Welfare’s not only obstacle to growth
CHANCELLOR Rachel Reeves talks a good game on growth.
And who could argue with the common-sense policy of driving youngsters off benefits and into work?

But the British economy is flatlining because of the throttling she herself administered in her £40billion tax bomb budget.
Worse will come when employers are hammered by the National Insurance hikes due to hit next month.
Is it any wonder the nation’s finances are stalling when any signs of growth have been so ruthlessly stamped on?
Rachel Reeves is right to make the moral case for facing down hand-wringing rebels over Labour’s £5billion welfare cuts.
But to create real growth she needs to remove all the shackles that are needlessly holding us back.

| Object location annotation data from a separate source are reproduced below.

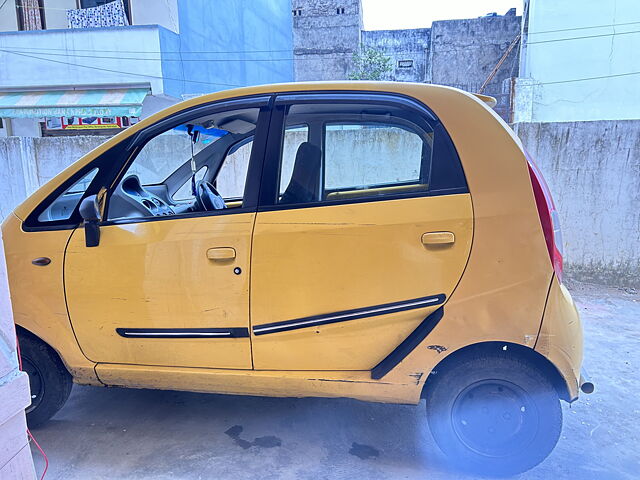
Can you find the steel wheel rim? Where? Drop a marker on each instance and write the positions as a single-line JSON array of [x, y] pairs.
[[494, 418]]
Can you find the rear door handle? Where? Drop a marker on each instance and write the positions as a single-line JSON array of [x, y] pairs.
[[438, 238], [220, 254]]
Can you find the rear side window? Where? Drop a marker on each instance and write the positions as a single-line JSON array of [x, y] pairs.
[[363, 152]]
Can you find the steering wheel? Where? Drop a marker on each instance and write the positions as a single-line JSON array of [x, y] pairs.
[[207, 197]]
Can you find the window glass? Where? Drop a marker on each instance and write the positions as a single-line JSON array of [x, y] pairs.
[[158, 182], [348, 151], [233, 173], [63, 206], [185, 192], [358, 156], [293, 137], [166, 152]]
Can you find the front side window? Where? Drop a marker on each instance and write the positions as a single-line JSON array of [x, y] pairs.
[[62, 207], [197, 166], [353, 151]]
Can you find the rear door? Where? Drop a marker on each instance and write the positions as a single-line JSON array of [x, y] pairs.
[[364, 228]]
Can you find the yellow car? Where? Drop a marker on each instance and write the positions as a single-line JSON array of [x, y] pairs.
[[388, 242]]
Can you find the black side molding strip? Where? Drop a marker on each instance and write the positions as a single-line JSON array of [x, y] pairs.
[[407, 346], [183, 332], [347, 315]]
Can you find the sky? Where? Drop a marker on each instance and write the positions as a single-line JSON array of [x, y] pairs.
[[396, 14]]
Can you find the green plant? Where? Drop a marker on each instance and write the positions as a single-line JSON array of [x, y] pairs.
[[369, 64]]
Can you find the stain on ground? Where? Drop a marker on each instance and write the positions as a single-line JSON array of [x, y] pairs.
[[268, 441], [437, 348], [363, 451]]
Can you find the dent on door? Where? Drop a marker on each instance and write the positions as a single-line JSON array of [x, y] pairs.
[[367, 268]]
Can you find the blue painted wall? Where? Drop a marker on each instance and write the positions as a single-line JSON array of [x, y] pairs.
[[227, 43]]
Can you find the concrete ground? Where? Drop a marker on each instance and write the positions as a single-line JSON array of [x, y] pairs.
[[143, 434]]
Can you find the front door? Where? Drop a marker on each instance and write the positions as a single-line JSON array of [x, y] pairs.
[[170, 286], [364, 229]]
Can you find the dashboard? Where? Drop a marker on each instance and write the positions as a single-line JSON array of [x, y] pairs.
[[154, 205], [132, 200]]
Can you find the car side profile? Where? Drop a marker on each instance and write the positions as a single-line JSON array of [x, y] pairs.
[[381, 241]]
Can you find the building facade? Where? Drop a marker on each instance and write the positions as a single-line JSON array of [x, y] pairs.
[[111, 63], [326, 34], [459, 53], [579, 61]]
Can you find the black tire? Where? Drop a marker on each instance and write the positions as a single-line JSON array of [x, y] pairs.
[[49, 380], [493, 413]]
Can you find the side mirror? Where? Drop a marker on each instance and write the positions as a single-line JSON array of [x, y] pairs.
[[90, 212]]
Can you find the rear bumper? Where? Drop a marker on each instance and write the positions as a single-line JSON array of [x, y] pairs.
[[560, 339]]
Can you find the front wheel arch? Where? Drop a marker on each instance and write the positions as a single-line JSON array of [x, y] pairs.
[[542, 363]]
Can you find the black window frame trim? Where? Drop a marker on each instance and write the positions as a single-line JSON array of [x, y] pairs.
[[269, 187]]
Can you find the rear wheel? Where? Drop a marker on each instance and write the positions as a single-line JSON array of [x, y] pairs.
[[493, 413], [49, 381]]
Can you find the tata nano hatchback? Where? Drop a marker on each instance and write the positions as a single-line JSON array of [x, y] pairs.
[[388, 242]]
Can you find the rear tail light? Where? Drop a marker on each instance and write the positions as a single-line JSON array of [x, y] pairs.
[[548, 217]]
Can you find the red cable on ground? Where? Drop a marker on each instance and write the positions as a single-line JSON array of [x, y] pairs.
[[32, 438]]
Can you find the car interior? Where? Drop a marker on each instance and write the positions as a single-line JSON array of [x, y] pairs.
[[178, 171]]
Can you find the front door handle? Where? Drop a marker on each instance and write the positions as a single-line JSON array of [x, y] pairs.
[[221, 254], [438, 238]]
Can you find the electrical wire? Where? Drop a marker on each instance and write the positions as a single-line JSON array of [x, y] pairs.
[[584, 28], [615, 75], [36, 50], [158, 77], [613, 34], [31, 437]]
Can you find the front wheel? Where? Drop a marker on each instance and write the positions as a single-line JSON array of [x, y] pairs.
[[49, 381], [493, 413]]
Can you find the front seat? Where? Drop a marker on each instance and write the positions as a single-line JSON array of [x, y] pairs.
[[305, 178]]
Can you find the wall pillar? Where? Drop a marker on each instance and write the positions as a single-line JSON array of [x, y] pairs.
[[15, 455]]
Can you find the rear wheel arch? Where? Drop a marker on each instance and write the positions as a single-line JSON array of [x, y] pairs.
[[527, 354]]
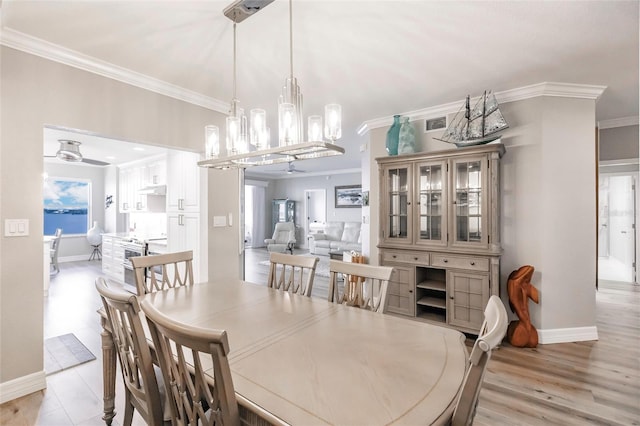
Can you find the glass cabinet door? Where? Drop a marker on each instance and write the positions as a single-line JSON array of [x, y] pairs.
[[398, 204], [431, 212], [469, 177]]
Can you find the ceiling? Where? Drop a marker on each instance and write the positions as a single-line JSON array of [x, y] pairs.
[[375, 58]]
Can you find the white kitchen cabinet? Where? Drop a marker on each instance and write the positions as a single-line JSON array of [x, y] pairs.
[[135, 176], [183, 233], [183, 181], [113, 257]]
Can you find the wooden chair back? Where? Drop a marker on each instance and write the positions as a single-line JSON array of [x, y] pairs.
[[194, 397], [141, 387], [491, 334], [292, 273], [356, 276], [162, 271]]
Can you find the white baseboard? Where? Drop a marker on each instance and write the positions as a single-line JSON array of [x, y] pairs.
[[22, 386], [567, 335], [74, 258]]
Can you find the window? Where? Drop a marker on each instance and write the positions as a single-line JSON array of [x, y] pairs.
[[66, 205]]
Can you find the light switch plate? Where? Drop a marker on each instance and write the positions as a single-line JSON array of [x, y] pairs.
[[16, 227], [219, 221]]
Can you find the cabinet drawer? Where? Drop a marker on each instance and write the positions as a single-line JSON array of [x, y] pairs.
[[460, 262], [394, 256]]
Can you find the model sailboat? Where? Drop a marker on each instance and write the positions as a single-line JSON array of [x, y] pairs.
[[476, 126]]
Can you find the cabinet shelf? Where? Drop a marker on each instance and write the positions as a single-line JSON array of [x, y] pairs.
[[435, 316], [433, 285], [434, 302]]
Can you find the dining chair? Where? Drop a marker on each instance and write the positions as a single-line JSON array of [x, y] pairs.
[[356, 276], [292, 273], [53, 250], [144, 387], [162, 271], [491, 334], [184, 354]]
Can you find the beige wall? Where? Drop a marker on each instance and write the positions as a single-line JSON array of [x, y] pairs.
[[548, 203], [619, 143], [36, 92]]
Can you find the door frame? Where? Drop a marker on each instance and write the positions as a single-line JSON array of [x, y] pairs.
[[323, 195]]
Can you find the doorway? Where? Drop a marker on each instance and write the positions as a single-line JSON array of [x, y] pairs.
[[616, 227], [315, 210], [254, 217]]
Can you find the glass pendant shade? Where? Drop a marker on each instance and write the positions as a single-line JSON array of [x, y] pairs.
[[264, 139], [212, 138], [233, 135], [333, 122], [258, 127], [314, 128], [287, 123]]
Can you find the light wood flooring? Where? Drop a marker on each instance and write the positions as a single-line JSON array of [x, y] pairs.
[[585, 383]]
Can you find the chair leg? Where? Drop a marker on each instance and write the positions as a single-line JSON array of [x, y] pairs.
[[128, 410]]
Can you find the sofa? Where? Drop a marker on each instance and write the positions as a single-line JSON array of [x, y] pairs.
[[336, 236]]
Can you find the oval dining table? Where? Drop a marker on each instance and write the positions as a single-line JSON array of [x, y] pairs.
[[306, 361]]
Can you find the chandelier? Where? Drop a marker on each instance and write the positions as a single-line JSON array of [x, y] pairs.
[[249, 145]]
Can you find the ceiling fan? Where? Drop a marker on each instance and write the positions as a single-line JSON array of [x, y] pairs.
[[70, 151], [291, 168]]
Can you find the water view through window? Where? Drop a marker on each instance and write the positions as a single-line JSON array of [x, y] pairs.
[[66, 206]]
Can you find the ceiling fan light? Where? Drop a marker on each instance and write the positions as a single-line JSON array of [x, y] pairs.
[[69, 151]]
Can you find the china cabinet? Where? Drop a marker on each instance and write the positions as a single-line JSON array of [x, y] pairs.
[[283, 210], [440, 224]]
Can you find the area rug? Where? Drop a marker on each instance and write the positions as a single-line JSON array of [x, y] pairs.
[[66, 351], [322, 268]]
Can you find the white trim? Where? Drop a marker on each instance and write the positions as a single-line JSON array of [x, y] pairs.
[[618, 122], [35, 46], [620, 162], [567, 335], [566, 90], [76, 258], [252, 182], [22, 386], [282, 175]]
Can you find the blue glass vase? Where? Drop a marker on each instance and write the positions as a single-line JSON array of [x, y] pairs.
[[407, 143], [393, 136]]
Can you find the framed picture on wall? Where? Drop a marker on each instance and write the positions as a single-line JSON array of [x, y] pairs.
[[349, 196]]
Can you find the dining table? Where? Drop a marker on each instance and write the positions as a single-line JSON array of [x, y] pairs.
[[300, 360]]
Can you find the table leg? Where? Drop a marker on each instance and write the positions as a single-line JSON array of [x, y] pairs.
[[108, 374]]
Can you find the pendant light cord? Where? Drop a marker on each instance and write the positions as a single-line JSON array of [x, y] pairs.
[[291, 36], [234, 62]]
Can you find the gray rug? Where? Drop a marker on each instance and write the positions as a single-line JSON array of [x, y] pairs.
[[322, 269], [66, 351]]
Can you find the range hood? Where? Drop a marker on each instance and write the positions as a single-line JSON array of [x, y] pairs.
[[153, 190]]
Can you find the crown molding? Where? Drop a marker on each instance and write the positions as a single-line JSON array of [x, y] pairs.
[[618, 122], [44, 49], [565, 90]]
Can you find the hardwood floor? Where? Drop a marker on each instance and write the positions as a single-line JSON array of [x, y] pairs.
[[584, 383]]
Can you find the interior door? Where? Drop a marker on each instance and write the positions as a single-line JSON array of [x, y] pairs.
[[315, 209], [617, 261]]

The proposals for 60,000 new apprentices by 2029 are a start.
But they need to be massively turbocharged.
The Home Builders Federation says we need 300,000 more construction workers to get close to the Government’s ambitious target of 1.5million new houses.

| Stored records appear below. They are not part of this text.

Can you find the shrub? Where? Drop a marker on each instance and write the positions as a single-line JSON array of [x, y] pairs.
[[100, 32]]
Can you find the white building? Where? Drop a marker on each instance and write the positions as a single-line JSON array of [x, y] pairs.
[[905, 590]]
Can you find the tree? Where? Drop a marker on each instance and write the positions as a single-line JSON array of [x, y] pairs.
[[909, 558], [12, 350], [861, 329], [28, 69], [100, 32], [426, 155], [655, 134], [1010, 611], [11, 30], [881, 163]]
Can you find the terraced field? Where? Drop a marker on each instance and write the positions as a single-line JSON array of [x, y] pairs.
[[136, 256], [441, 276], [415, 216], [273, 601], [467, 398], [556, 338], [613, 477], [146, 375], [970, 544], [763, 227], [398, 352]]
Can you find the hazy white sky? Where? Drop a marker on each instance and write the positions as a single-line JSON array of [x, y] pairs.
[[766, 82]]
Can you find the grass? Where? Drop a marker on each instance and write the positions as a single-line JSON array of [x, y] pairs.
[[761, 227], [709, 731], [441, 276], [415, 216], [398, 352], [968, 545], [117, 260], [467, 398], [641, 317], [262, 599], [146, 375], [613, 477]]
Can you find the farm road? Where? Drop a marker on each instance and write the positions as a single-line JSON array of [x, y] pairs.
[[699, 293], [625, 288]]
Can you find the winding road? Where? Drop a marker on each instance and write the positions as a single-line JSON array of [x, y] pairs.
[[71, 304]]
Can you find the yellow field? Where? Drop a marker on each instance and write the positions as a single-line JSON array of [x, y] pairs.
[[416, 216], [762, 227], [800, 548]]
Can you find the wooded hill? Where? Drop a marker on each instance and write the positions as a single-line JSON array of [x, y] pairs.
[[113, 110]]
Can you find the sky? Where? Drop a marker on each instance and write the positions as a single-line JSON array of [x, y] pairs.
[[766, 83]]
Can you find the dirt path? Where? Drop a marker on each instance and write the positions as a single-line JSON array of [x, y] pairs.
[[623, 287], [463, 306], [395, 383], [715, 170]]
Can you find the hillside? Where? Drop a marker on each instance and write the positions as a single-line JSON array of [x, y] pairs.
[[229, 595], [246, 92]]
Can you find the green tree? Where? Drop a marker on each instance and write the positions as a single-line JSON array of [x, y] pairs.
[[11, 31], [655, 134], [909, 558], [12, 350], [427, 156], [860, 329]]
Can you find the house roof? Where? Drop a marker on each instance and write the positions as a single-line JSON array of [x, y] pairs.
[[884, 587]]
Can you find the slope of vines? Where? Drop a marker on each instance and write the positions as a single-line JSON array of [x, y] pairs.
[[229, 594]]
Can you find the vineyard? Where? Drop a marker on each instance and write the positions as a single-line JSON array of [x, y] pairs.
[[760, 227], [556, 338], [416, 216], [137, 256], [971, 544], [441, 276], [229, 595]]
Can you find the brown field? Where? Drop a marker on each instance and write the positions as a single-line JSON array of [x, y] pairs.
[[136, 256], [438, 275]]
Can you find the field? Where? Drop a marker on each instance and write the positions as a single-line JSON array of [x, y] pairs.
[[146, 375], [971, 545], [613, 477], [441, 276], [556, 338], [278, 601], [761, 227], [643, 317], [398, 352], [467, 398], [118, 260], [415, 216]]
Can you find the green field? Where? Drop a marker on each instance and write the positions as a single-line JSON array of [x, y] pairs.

Meanwhile, the financial squeeze on employers must be curbed, as should new laws that will impose crazy and costly workers’ rights.

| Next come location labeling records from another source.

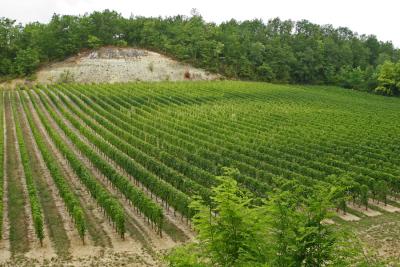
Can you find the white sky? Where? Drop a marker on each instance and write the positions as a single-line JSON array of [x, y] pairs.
[[381, 18]]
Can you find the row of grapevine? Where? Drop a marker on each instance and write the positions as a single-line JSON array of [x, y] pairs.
[[71, 201], [109, 204], [171, 196], [36, 209], [1, 162], [123, 132], [144, 204], [288, 146]]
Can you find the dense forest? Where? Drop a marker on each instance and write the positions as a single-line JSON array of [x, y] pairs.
[[277, 51]]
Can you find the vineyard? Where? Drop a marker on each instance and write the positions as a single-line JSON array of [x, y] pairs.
[[92, 169]]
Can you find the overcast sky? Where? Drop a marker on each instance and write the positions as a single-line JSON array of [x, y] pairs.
[[363, 16]]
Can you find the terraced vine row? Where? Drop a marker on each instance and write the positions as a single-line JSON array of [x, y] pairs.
[[65, 191], [183, 134], [151, 147], [36, 209]]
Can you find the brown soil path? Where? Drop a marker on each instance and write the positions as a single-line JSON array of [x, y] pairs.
[[181, 231], [52, 205], [135, 227], [20, 236], [97, 235], [5, 253]]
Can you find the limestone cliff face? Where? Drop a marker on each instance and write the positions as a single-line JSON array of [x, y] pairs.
[[114, 64]]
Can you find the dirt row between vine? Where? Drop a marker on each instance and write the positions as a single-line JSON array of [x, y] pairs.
[[158, 243], [130, 244], [36, 250], [19, 236], [171, 215], [139, 224], [5, 231]]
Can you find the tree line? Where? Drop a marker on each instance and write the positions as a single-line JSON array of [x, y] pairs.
[[275, 51], [292, 227]]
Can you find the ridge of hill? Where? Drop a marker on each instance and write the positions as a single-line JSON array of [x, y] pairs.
[[117, 64]]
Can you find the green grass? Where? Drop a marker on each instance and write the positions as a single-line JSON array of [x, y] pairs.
[[52, 218], [183, 133], [19, 242]]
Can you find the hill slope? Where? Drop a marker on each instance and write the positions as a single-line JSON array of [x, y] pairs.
[[114, 64]]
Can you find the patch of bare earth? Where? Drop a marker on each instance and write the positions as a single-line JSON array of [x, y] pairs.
[[382, 241], [5, 253], [138, 223], [172, 217], [368, 212], [383, 206], [116, 64], [347, 216], [89, 252], [36, 250]]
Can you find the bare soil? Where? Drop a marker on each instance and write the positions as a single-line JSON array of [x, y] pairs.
[[19, 235], [381, 205], [347, 216], [368, 212], [116, 64], [174, 218], [130, 245], [5, 253]]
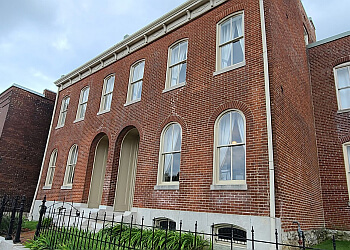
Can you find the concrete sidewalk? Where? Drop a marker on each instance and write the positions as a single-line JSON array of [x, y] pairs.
[[8, 245]]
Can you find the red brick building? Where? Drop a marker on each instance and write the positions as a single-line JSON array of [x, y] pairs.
[[205, 114], [25, 118]]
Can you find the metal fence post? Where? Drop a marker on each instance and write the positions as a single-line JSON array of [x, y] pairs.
[[12, 222], [42, 212], [19, 225], [2, 207]]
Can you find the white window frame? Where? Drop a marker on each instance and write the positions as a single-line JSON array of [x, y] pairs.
[[347, 65], [228, 184], [70, 168], [167, 184], [105, 94], [131, 82], [51, 169], [82, 103], [347, 165], [220, 70], [170, 66], [63, 112]]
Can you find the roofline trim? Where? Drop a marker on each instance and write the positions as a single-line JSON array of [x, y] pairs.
[[158, 28], [329, 39]]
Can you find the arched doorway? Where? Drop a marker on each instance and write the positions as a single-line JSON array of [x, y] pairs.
[[124, 193], [98, 173]]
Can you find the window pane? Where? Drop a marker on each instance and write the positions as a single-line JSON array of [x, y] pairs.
[[136, 90], [226, 55], [175, 55], [237, 128], [183, 51], [237, 30], [168, 142], [174, 75], [176, 137], [225, 31], [238, 51], [182, 76], [343, 77], [225, 163], [224, 130], [167, 167], [176, 166], [138, 71], [344, 95], [238, 162]]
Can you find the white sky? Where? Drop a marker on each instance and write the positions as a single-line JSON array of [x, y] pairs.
[[40, 40]]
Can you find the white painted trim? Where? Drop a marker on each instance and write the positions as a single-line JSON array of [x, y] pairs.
[[171, 21], [43, 161], [268, 123]]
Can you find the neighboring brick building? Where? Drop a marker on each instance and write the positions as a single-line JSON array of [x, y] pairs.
[[206, 114], [25, 118]]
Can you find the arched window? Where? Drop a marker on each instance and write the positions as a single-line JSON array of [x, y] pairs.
[[135, 82], [230, 42], [170, 155], [346, 148], [51, 168], [71, 162], [84, 95], [230, 148], [106, 97], [63, 112], [177, 65], [342, 80]]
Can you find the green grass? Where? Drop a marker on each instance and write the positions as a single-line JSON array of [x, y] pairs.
[[328, 245]]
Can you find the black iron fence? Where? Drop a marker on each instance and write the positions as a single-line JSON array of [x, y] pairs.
[[11, 217], [62, 226]]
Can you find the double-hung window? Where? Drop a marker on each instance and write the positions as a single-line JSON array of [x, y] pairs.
[[177, 64], [84, 95], [230, 148], [51, 169], [107, 91], [230, 44], [70, 168], [342, 79], [170, 155], [135, 82], [63, 112]]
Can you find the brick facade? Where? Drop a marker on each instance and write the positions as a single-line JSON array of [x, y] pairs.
[[24, 124], [196, 107]]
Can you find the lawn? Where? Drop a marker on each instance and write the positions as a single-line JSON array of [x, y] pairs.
[[328, 244]]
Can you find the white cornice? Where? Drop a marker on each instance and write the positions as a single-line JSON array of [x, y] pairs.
[[168, 22]]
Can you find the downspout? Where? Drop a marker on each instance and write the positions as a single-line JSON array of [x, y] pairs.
[[45, 152], [269, 123]]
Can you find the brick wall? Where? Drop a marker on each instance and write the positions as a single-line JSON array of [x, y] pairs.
[[23, 140], [332, 130], [298, 189], [195, 106]]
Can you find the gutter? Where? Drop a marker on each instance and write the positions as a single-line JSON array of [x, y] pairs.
[[45, 152], [269, 123]]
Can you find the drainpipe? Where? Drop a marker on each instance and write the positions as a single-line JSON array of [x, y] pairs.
[[45, 152], [269, 123]]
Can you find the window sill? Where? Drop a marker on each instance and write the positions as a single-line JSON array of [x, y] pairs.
[[229, 187], [232, 67], [79, 120], [174, 87], [131, 102], [66, 187], [343, 111], [103, 111], [166, 187]]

Ed Miliband’s delusional Net Zero folly — which is set to cost us countless billions — must also go straight in the bin.
Only then will the Chancellor stand any chance of putting some real fuel back in our tanking economy.
Outage outrage
THE catalogue of blunders over the Heathrow Airport substation meltdown is worthy of a West End farce.
As we reveal today, a report based on National Grid statistics gave the North Hyde substation a 99.999605% reliability rating as recently as December.
An outage lasting an hour was also said to be likely only once every 346 YEARS.
Yet we were left the laughing stock of the world on Friday after the failed substation went up in flames, causing the cancellation of more than a thousand flights which disrupted almost 300,000 passengers.
Now it emerges Heathrow itself was warned ten years ago that the airport was overly reliant on limited power sources.
On the evidence of Friday’s chaos, it seems nothing was done.
Heads must roll for this disaster.
And Sir Keir Starmer must order an urgent inquiry into the sustainability of the rest of our grid.
Before another key part of our infrastructure blows up in our faces.